# ***Telco customer churn predictions*** 
recommended music for exploring this notebook: 
https://www.youtube.com/watch?v=t3217H8JppI&ab_channel=AnAmericanComposer

Was used while creating.

****

# Import libraries, for starters

In [None]:

import numpy as np
import pandas as pd
from scipy import stats
import math

import seaborn as sns
import matplotlib.pyplot as plt


# Import data and explore basic properties

In [None]:
#import data from kaggle store
data=pd.read_csv('/kaggle/input/telco-customer-churn/WA_Fn-UseC_-Telco-Customer-Churn.csv')
#data.head()

In [None]:
# nice resume table to describe the data
def resumetable(df):
    print(f"Dataset Shape: {df.shape}")
    summary = pd.DataFrame(df.dtypes,columns=['dtypes'])
    summary = summary.reset_index()
    summary['Name'] = summary['index']
    summary = summary[['Name','dtypes']]
    summary['Missing'] = df.isnull().sum().values    
    summary['Uniques'] = df.nunique().values
    summary['First Value'] = df.loc[0].values
    summary['Second Value'] = df.loc[1].values
    summary['Third Value'] = df.loc[2].values
    summary['Fourth Value'] = df.loc[3].values
    summary['Fifth Value'] = df.loc[4].values

    for name in summary['Name'].value_counts().index:
        summary.loc[summary['Name'] == name, 'Entropy'] = round(stats.entropy(df[name].value_counts(normalize=True), base=10),4) 

    return summary

In [None]:
# resumetable(data)

#also handy built/in function for data description
# data.describe()

# and one more
# data.info()

* No missing data
* One line ... one customer
* Objects should be retyped, TotalCharges checked


# **2. Lets look at histogram of numerical variables: tenure, MonthlyCharge and TotalCharge**

KDE was omitted intentionally for the first few plots, in order not to pollute visually the histograms

In [None]:
# retyping TotalCharges to numeric
data['TotalCharges'] = pd.to_numeric(data['TotalCharges'], errors='coerce')

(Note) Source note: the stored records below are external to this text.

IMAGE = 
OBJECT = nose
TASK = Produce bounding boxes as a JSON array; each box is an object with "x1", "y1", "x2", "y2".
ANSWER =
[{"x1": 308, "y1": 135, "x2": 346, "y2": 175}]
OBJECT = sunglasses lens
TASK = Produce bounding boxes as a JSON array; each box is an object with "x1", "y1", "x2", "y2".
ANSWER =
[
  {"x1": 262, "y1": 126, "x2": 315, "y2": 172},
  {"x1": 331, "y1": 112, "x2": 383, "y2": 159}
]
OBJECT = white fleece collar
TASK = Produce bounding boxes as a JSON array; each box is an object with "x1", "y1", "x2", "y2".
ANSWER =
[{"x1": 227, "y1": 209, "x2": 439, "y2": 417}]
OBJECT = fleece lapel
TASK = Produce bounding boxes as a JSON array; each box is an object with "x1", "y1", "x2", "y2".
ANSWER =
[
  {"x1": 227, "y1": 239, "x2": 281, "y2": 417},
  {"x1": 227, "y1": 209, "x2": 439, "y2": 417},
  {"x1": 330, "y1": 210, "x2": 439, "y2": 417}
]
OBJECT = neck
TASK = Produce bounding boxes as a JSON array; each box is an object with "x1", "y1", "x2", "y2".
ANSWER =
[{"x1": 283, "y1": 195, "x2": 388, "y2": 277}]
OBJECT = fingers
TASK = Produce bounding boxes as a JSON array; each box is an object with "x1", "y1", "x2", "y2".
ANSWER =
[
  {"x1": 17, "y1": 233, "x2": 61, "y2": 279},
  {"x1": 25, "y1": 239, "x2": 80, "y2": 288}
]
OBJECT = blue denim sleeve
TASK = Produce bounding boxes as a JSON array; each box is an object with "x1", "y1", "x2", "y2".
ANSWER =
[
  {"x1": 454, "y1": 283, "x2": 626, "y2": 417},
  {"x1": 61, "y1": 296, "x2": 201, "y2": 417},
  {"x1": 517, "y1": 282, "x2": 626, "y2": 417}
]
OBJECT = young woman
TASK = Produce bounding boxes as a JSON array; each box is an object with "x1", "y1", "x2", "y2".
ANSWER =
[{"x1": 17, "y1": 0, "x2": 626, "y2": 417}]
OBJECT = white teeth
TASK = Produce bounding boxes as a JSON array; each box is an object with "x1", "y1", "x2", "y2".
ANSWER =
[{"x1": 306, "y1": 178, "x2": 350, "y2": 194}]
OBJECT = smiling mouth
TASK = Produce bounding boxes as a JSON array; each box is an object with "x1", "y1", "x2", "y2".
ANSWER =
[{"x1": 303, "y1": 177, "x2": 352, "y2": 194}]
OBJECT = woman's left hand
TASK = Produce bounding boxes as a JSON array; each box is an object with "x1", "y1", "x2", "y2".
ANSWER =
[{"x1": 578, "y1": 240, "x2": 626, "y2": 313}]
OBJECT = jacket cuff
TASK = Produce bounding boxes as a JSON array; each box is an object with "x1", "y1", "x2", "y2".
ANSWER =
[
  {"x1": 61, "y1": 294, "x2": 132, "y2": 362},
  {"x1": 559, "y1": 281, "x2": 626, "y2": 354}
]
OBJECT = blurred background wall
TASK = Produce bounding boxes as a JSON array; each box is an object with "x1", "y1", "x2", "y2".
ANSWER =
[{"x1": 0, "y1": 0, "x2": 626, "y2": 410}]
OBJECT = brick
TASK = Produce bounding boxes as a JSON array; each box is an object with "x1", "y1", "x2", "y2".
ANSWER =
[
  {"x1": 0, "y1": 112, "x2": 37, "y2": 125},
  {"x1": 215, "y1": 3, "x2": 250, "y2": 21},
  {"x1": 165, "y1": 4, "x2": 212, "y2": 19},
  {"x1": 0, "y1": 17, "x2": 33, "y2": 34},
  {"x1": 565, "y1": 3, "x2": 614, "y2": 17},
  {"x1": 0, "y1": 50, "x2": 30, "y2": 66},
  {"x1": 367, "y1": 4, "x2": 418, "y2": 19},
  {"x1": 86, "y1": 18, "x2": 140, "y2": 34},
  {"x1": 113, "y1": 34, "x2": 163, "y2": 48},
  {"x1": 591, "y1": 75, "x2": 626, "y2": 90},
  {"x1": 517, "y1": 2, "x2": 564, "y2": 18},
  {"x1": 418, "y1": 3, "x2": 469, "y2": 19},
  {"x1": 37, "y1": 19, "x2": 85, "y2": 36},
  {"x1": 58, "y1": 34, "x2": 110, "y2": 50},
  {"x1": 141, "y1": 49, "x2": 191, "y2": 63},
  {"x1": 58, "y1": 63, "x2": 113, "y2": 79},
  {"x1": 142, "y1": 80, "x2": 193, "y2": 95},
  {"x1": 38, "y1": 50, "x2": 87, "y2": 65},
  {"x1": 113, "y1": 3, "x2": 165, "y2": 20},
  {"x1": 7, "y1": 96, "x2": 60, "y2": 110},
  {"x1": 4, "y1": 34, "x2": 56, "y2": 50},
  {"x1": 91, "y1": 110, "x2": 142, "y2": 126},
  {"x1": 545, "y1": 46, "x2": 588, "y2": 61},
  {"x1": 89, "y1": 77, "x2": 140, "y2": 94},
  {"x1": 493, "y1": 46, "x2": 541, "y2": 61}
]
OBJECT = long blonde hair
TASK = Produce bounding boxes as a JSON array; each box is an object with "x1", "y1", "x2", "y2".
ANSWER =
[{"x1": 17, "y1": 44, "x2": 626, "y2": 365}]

# for the sake of ease while plotting
df_y = data[data["Churn"]=="Yes"] 
df_n = data[data["Churn"]=="No"]

# 3. TotalCharge vs Tenure x MonthlyCharges - Discounts effect
* TotalCharge should equal MonthlyCharges x Tenure. If not, it is a sign of a given discount or price inrease, that the customer got. 
* That might be a big factor for churning, lets see further

In [None]:
# Calculate differene between Totalcharge and Tenure*MonthlyCharges
data['TotalCharge_diff'] = (data['tenure'] * data['MonthlyCharges']) - data['TotalCharges']
data['TotalCharge_diff_abs'] = data['TotalCharge_diff'].abs()
# leaving both as a possible good features, from logic of the thing, I suppose only TotalCharges_diff will be of any use

In [None]:
# plot
plt.figure(figsize=(14, 4))
plt.title("KDE for {}".format('TotalCharge_diff'))
ax0 = sns.histplot(data[data['Churn'] == 'No']['TotalCharge_diff'].dropna(), color = "#22ff57", label= 'Churn: No')
ax1 = sns.histplot(data[data['Churn'] == 'Yes']['TotalCharge_diff'].dropna(), color= "#FF5722", label= 'Churn: Yes')
plt.legend(prop={'size': 12})


In [None]:
#kde_plot('TotalCharge_diff')
#kde_plot('TotalCharge_diff_abs')

* Interestingly, not churning customers seems to be following "fatter" distribution ends while looking at difference of payment. 
* It seems that customers that were not exposed to change of payment are more prone to churn, while customers that were exposed to change in payment are less prone to churn. 
* **Interestingly the distribution is kind of symetrical on both sides, but, as expected, the fatter end is on the left side, i.e. customers who got a discount compred to their previous pay were less likely to churn**
* **BUT** we might be exposed to Law of Small Numbers, as the sample nor the effect are as big.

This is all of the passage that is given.